2. Danach entspricht es - wie das Landgericht zu Recht ausgeführt hat - der Billigkeit, die Kosten des Rechtsstreits den Beklagten aufzuerlegen, denn bei Einreichung der zu diesem Zeitpunkt noch zulässigen Klage befanden sich die Beklagten zumindest seit dem 21.12.2005 in Verzug. Unzulässig wurde die Klage erst durch die am Tage nach Einreichung der Klage und noch vor ihrer Zustellung erfolgte Eröffnung des Insolvenzverfahrens über den Nachlaß des Erblassers (§ 87 InsO). Nicht gefolgt werden kann der Auffassung der Beklagten, die Klageerhebung sei nicht in einer Weise durch ihr Verhalten veranlaßt worden, die es rechtfertige, ihnen die Kosten des Rechtsstreits aufzuerlegen. Nach Überzeugung des Senats hätte die Klägerin von einer Klageerhebung nämlich abgesehen, wenn die anwaltschaftlich vertretenen Beklagten auf mit Anwaltsschreiben vom 30.01.2006 (AS. 67) erfolgte Ankündigung, die Forderung nunmehr gerichtlich geltend zu machen, nicht geschwiegen, sondern darauf hingewiesen hätte, daß bereits am 10.01.2006 Antrag auf Eröffnung des Insolvenzverfahrens gestellt wurde. Richtig ist zwar der Hinweis der Beklagten, die Klägerin habe durch Nachfrage beim Insolvenzgericht von der Antragstellung Kenntnis erlangen können.
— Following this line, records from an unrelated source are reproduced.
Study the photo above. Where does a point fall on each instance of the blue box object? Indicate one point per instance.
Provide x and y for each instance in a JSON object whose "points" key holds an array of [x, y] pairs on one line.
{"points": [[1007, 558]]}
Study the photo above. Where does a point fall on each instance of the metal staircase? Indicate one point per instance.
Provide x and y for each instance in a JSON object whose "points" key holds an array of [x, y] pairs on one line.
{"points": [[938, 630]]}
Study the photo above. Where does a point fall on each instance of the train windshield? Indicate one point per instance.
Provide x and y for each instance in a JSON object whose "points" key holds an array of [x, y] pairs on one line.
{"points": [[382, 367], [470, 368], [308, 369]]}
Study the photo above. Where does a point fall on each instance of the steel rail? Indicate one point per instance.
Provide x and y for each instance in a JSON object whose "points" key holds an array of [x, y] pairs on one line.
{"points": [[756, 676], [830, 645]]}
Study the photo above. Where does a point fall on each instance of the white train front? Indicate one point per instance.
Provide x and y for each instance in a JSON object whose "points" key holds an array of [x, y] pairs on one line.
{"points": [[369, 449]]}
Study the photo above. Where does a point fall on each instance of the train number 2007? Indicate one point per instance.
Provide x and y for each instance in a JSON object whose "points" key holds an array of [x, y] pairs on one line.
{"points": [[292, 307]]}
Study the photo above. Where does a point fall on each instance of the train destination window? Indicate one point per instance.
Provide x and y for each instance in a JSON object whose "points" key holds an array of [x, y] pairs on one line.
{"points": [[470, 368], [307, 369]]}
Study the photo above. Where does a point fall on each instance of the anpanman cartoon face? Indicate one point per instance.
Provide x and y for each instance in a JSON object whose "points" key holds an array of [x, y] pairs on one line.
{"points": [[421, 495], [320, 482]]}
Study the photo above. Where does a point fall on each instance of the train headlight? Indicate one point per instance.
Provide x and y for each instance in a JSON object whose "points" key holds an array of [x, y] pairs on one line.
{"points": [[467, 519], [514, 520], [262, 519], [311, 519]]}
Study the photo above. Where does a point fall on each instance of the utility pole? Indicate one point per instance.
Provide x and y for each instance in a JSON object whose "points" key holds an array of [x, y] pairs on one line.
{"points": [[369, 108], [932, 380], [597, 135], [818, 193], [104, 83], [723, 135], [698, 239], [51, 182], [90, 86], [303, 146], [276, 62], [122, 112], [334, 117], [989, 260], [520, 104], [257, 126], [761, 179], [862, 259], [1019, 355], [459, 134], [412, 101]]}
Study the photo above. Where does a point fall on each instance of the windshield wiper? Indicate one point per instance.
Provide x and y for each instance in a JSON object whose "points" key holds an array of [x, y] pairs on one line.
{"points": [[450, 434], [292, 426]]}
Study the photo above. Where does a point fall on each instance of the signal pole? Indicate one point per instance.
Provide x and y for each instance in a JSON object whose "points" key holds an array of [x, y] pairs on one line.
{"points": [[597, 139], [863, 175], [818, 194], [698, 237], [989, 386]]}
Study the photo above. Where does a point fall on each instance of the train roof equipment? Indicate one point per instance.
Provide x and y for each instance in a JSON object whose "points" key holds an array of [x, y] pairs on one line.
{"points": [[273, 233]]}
Indessen wäre es - jedenfalls in Hinblick auf die zwischen den Parteien erfolgte Korrespondenz - Sache der sich im Verzug befindlichen Beklagten gewesen, die Klägerin von der Stellung des Insolvenzantrags zu unterrichten.

Fehl geht die Auffassung der Beklagten, der angefochtene Beschluß des Landgerichts sei auch deshalb fehlerhaft, weil er die Beklagten entgegen § 1975 BGB mit Kosten belaste. Sie verkennen, daß es sich bei den Prozesskosten nicht um Nachlaßverbindlichkeiten (§ 1967 Abs. 2 BGB), sondern um eigene Verbindlichkeiten handelt, die ihren Grund in der Provozierung der unnötigen Klageerhebung durch die Klägerin hat. Aus diesem Grund hat das Landgericht auch zu Recht den Vorbehalt der beschränkten Erbenhaftung auf die bis zum Todestag des Erblassers entstandenen Verfahrenskosten beschränkt (hierzu Zöller/Stöber, a.a.O., Rdn. 7 zu § 780 m.w.N.).III.

Die Kostenfolge beruht auf § 97 Abs. 1 ZPO.

Der Beschwerdewert war nach dem Kosteninteresse auf 4.264 EUR festzusetzen. Bei der Berechnung des Beschwerdewerts war zu berücksichtigen, daß bei einer - wie hier - streitigen Entscheidung nach § 269 Abs. 3 S. 3 ZPO die Kostenvergünstigung nach KV 1211 Nr. 1 verloren geht (& wenn keine Entscheidung nach § 269 Abs. 3 S. 3 ZPO ergeht oder die Entscheidung einer zuvor mitgeteilten Einigung der Parteien über die Kostentragung oder der Kostenübernahmeerklärung einer Partei folgt).